この本はすでに「冥想ヨガ入門 解脱・悟り・三昧 沖正弘 著」「冥想ヨガ入門(真言密教と禅に関すること)」というふたつのタイトルで感想を書いていますが、呼吸法についての説明の箇所をネットワーク上のメモ帳に保存して、必要なときに参照していました。
この本はヨガの本にしては側面が複数にわたり、それぞれが実践から体系だてられたしっかりとした内容、いくつかに切り分けないとコメントがしずらい展開でした。
完全呼吸法の説明はこれまでに何度か複数の本で読んでいましたが、この本の中の記載が量的にもよい文章だったので、紹介しておきます。
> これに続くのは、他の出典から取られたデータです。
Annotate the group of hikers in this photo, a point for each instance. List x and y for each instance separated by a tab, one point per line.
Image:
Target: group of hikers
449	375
そのほか「そのときに応じてのさまざまの呼吸法」は、ぜひ覚えておきたいもの。調味料みたいに、適宜使いたい。
<141ページ 完全呼吸法のしかた より>
完全呼吸法とは、胸圧と腹圧のバランスのとれた自然呼吸のことです。1)直立または正座、あるいは座禅を組む。
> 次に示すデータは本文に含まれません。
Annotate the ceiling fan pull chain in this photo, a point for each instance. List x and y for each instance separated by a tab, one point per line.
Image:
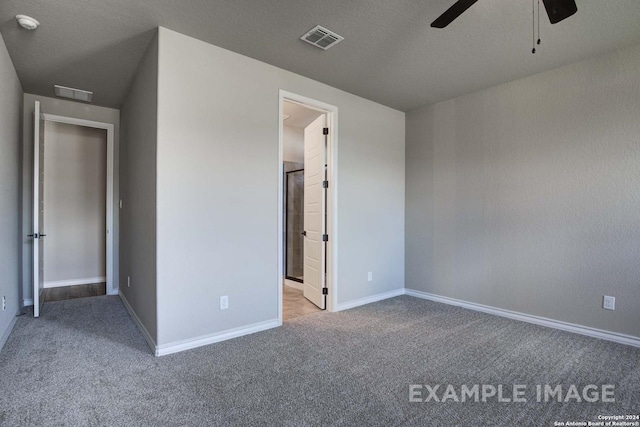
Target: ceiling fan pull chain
533	22
538	21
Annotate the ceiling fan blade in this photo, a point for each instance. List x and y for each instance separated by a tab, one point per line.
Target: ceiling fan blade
559	9
452	13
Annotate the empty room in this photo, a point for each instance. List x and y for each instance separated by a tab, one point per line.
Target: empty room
363	213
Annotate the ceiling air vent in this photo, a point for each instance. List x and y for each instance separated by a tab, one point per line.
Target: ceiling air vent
322	38
71	93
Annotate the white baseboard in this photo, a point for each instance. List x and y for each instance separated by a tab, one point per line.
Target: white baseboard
294	284
175	347
368	300
74	282
134	316
7	332
529	318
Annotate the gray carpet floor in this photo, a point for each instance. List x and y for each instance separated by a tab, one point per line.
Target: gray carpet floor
84	363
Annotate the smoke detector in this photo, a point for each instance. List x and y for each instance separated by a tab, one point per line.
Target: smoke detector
71	93
322	38
27	22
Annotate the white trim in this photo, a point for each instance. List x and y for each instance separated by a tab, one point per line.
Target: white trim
134	316
293	284
75	282
368	300
112	289
5	336
529	318
332	195
175	347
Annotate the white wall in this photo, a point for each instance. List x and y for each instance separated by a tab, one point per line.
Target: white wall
10	117
138	177
68	109
218	176
526	196
75	161
292	144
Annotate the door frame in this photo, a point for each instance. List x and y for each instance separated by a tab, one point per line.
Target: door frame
109	127
331	276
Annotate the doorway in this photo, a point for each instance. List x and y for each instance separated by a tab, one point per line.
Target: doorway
73	192
307	201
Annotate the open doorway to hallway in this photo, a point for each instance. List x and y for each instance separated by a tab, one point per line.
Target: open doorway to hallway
75	183
305	139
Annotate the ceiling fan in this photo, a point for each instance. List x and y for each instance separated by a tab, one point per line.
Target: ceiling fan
556	9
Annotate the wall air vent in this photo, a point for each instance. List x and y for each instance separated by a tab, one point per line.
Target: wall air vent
322	38
71	93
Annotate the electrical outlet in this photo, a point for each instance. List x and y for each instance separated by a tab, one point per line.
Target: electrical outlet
609	303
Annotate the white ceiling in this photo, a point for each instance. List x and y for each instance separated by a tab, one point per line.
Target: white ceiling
390	53
299	116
2)吸息、まず下肺に息を吸いこみますが、このとき横隔膜を下げ気味にします。すると、腹部が前に出てきます。つぎにちょっと、ろっ骨を開いて、肺の中間部に息を吸いこむようにします。このとき胸は鳩のように突きだします。さらに肺の上部をつきだすように息を吸いこみ、最後に肩をあげて鎖骨部に息を吸い入れます。
息を吸うだけで、四段階にわけられるわけですが、実際にはこれで一つの動作で、連続的にスムーズに、なだらかに下から盛り上がるような気持で胸郭を横隔膜から鎖骨までひろげて息を吸っていくのです。3)すこし息をもらして、数秒間クムバクします。クムバクの要領は、肺にたまっている空気を下腹部に押しこむような気持で行います。肩とみぞおちの力を抜き、腰臀部と下腹部に力を入れ、息をとめます。このとき、舌は上あごにつき意識は一点に集中するようにします。これは、少し完全呼吸そのものに慣れてから、守るようにしてもかまいません。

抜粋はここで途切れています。